# cow's milk vs. rice milk vs. almond milk vs. oat milk vs. others -- how did you choose?



## indigosky (Sep 4, 2007)

I'd like to make the transition to offering DD (15 months) something other than breastmilk in a bottle one to three times a week when I have to work, and someone else is putting her to bed at night.

How did you choose what to offer your DC?

DD has had small amounts of cow's milk and rice milk with cheerios, but she's only ever drank water and breastmilk. Cow's milk makes me a bit uncomfortable, though I'm not completely opposed to it. I do want to make sure whatever we offer has lots of healthy fat -- DD is a skinny kid who prefers green beans and blueberries to cheese or avocado.

I'd love to hear how others made their decisions, and also if there were websites, articles, or books you found that had helpful information about this.

Thanks!


----------



## mamadelbosque (Feb 6, 2007)

I think we started offering water long before we did other milks. To this day, DS prefers water over milk though he will drink cows milk occasionally. Personally, unless you have something hugely against dairy (intolerances, allergy, veganism, etc), I'd go with cows milk (or fresh goats milk, if you can get it), over any of the other 'milks' all of which are proccessed foods to one degree or another. People have been drinking animal milks for millenia, the rest of them? Not nearly as long. It has a lot more fats vs any of the others, and is just, IMO at least, a much more real/natural food.


----------



## notjustmamie (Mar 7, 2007)

Yep. If we could do dairy here, we'd have DD on cow's milk (though she rarely drinks a glass of milk--it's mostly in cooking/baked goods or on cereal). If goat's milk wasn't so expensive we'd consider that, but we simply can't afford it.

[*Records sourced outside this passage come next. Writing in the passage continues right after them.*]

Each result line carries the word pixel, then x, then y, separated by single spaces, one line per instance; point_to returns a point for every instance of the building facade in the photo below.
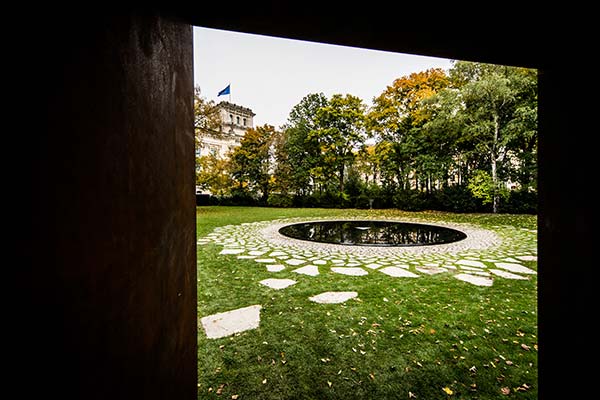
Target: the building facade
pixel 235 120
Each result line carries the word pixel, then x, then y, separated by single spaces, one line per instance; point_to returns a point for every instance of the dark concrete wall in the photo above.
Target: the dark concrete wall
pixel 115 262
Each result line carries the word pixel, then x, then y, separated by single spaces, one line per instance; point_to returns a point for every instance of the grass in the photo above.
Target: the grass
pixel 429 338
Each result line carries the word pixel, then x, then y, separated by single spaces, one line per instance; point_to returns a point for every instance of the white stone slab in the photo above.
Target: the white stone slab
pixel 231 251
pixel 352 271
pixel 469 268
pixel 265 260
pixel 471 263
pixel 230 322
pixel 256 252
pixel 513 267
pixel 431 270
pixel 311 270
pixel 295 261
pixel 333 297
pixel 475 280
pixel 277 283
pixel 398 272
pixel 507 275
pixel 527 258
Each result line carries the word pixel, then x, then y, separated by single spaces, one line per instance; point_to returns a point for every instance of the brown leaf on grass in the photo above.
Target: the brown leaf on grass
pixel 523 388
pixel 220 388
pixel 448 391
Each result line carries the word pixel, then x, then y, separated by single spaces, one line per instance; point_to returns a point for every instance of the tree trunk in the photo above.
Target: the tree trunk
pixel 494 158
pixel 341 179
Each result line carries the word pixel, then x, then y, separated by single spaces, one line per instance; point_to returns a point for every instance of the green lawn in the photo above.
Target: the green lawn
pixel 434 337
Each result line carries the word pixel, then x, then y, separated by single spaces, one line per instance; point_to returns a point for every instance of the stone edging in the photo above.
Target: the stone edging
pixel 477 239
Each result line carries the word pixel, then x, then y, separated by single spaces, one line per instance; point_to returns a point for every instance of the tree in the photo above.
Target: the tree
pixel 398 116
pixel 213 175
pixel 251 164
pixel 340 133
pixel 501 113
pixel 296 152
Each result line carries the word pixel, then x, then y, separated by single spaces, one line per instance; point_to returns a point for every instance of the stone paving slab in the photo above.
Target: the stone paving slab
pixel 231 322
pixel 513 267
pixel 398 272
pixel 277 284
pixel 501 247
pixel 475 280
pixel 431 270
pixel 333 297
pixel 505 274
pixel 471 263
pixel 352 271
pixel 295 261
pixel 232 251
pixel 311 270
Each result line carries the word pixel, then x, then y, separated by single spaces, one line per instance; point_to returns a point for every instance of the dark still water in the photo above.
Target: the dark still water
pixel 372 233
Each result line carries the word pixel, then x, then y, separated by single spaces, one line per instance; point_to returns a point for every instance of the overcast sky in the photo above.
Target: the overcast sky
pixel 271 75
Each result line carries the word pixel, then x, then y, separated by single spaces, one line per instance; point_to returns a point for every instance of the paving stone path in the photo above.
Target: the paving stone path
pixel 485 255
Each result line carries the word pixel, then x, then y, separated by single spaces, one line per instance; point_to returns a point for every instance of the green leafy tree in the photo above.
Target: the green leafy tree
pixel 500 111
pixel 213 175
pixel 397 117
pixel 297 152
pixel 251 162
pixel 340 133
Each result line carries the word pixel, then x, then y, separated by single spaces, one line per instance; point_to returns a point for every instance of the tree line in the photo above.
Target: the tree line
pixel 465 140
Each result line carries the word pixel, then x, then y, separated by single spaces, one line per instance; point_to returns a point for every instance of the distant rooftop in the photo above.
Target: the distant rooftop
pixel 235 107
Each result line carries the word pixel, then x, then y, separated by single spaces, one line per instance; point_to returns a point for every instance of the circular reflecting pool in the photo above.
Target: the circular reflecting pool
pixel 372 233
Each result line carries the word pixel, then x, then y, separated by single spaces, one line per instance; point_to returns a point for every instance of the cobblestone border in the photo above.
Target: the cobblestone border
pixel 477 239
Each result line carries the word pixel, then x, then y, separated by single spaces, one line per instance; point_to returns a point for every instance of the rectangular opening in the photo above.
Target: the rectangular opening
pixel 381 136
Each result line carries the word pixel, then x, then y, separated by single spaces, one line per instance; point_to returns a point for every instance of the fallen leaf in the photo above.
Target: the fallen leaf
pixel 448 391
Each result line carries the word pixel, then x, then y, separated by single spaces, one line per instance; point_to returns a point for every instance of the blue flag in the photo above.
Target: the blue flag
pixel 227 90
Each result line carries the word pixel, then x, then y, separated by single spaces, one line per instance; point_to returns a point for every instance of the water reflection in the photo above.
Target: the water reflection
pixel 372 233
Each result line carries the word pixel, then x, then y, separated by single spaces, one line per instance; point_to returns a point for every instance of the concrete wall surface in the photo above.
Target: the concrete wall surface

I second the water idea. Is there a reason you're wanting to offer milk that's not BM at bedtime?


----------



## Alyantavid (Sep 10, 2004)

Quote:

Personally, unless you have something hugely against dairy (intolerances, allergy, veganism, etc), I'd go with cows milk (or fresh goats milk, if you can get it), over any of the other 'milks' all of which are proccessed foods to one degree or another.
Yeah that. But my kids can't handle dairy so we use rice milk for drinking and I use almond, sometimes rice, for cooking.


----------



## Brigio (May 18, 2008)

I pumped for a year and when I had to go back to work my supply suffered so we weaned to goats milk. We do two 6-8oz bottles of goats milk and one 6 oz of hemp milk (in the am w/ kids greens). If I had my way DD would only have BM until 2. I don't really believe any "milk" is *necessary* after about two as long as said child is eating well. We will do goats until two and go from there. My vote for an occasional bottle is hemp milk (as long as there are no allergies). It is high in omega's and iron.


----------



## indigosky (Sep 4, 2007)

I'm open to giving only water before bed -- currently DD gets a bottle of breastmilk and my care providers seem to think she finds that really relaxing. She usually gulps it down (she'll drink far more than I can pump), so they offer her water after she finishes the EBM. But maybe we should just try offering a bottle of water before bed. Have others had experience with whether their DC found that soothing and relaxing for when mama isn't there to nurse?

I've been pumping for 15 months, and I work in a different location every night, so I end up having to negotiate for places to pump, find empty rooms without locks on doors, pump in supply closets, etc. I've been happy to do it, but it's a huge amount of work and quite time-consuming. Sometimes these days I have to pump twice just to get enough milk for a single bottle -- and then DD acts like it wasn't enough and gulps down water after the bottle of breastmilk.

I realized I hadn't heard of many mamas pumping when their DC is so old, so I asked about it here: http://www.mothering.com/discussions....php?t=1047504
and found out that many working mamas quit the pump by this time. That was where others suggested offering another kind of milk before bed, which led me to want to research what the best option would be.

I'm not strictly vegan, but I really try to limit the amount of cow's milk in our family -- I've read a lot about cow's milk that makes me uncomfortable with it. But I could be convinced that it's better than other milk alternatives for babies -- based on my reading, I don't believe adult humans were meant to be drink milk designed for baby cows, but maybe it's better for human babies than other options.

On the other hand, it seems like many mamas have chosen other kinds of milk for their DC, so I'm still curious to know where you found the information that led to your decision.


----------



## tbone_kneegrabber (Oct 16, 2007)

well if you lo is still getting bm from you when you are around, I don't think you need to do *any* milk unless you or your lo wants it.

ds still nurses (he's almost 19months) and he will drink usually unsweetened almond milk, occasionally hemp, rarely rice (too sweet), sometimes soy, and used to but not anymore oat, and occansionaly coconut mixed with something else and we offer it because he likes it, not because I think he needs it.

We don't have dairy milk in our house, because several people can't tolerate it and we do most of the "other milks"

I don't rely on non-breastmilk for nutrition, only for enjoyment with other solids and such.


----------